Reklama

"Chcielibyśmy zdecydowanie w pierwszym półroczu otrzymać notyfikację, bo to otwiera nam też pewne możliwości, jeśli chodzi o dalsze działania; jest na to realna nadzieja" – powiedział w środę PAP wiceminister.

Tobiszowski, który sam nie uczestniczył w rozmowach w Brukseli, zastrzegł, że swoje przekonanie opiera na relacjach wiceministra energii Wojciecha Kowalczyka i prezesa Kompanii Węglowej Krzysztofa Sędzikowskiego, którzy byli wśród reprezentantów strony polskiej na spotkaniu z przedstawicielami Komisji Europejskiej.

"Możemy powiedzieć, że rozmowy idą naprawdę w bardzo dobrym kierunku. Nawet udało się w nich przyspieszyć rozstrzygnięcia - przedstawiciele KE uczestniczący w rozmowach przyjęli sugestię, abyśmy szybciej mogli liczyć na przyjęcie notyfikacji" – powiedział Tobiszowski.

Dodał, że strona polska zaprezentowała m.in. dotychczasowe postępy restrukturyzacji, efekty przyjęcia kilka tygodni temu tzw. ustawy górniczej oraz informacje na temat przygotowań do powołania Polskiej Grupy Górniczej, która przejmie 11 kopalń Kompanii Węglowej.
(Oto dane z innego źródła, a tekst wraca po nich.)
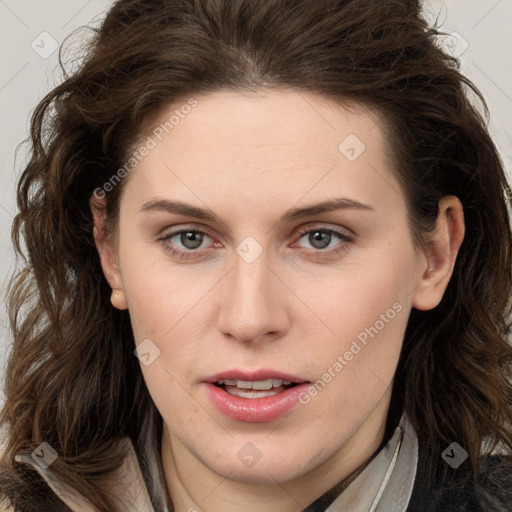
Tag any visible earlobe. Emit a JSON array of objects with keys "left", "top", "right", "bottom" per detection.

Według niego przedstawiciele Komisji przyjęli te informacje pozytywnie, a kolejne spotkanie zaplanowano mniej więcej za miesiąc.

"Informacje z Brukseli są naprawdę bardzo pozytywne. Oczywiście dmuchamy na zimne i nie wpadamy w zadowolenie, ale te informacje cieszą. To powoduje, że na dzisiaj ze strony Brukseli nie powinniśmy mieć kłopotów" – ocenił wiceminister energii, według którego ze strony przedstawicieli KE jest "klimat zaufania" w stosunku do polskich zamierzeń w sferze górnictwa.

Podobnego zdania jest prezes Kompanii Węglowej Krzysztof Sędzikowski, który uczestniczył we wtorkowym spotkaniu w Brukseli. Jak mówił, osiągnięcia ostatniego roku – m.in. obniżka kosztów w Kompanii – są tam doceniane. Spółka zmniejszyła średni koszt produkcji tony węgla z prawie 300 do ok. 250 zł.

"Są to bardzo dobre rozmowy. Ta atmosfera wokół Komisji i straszenie nią nie mają odzwierciedlenia w naszych rozmowach. Atmosfera jest naprawdę bardzo dobra" – ocenił Sędzikowski.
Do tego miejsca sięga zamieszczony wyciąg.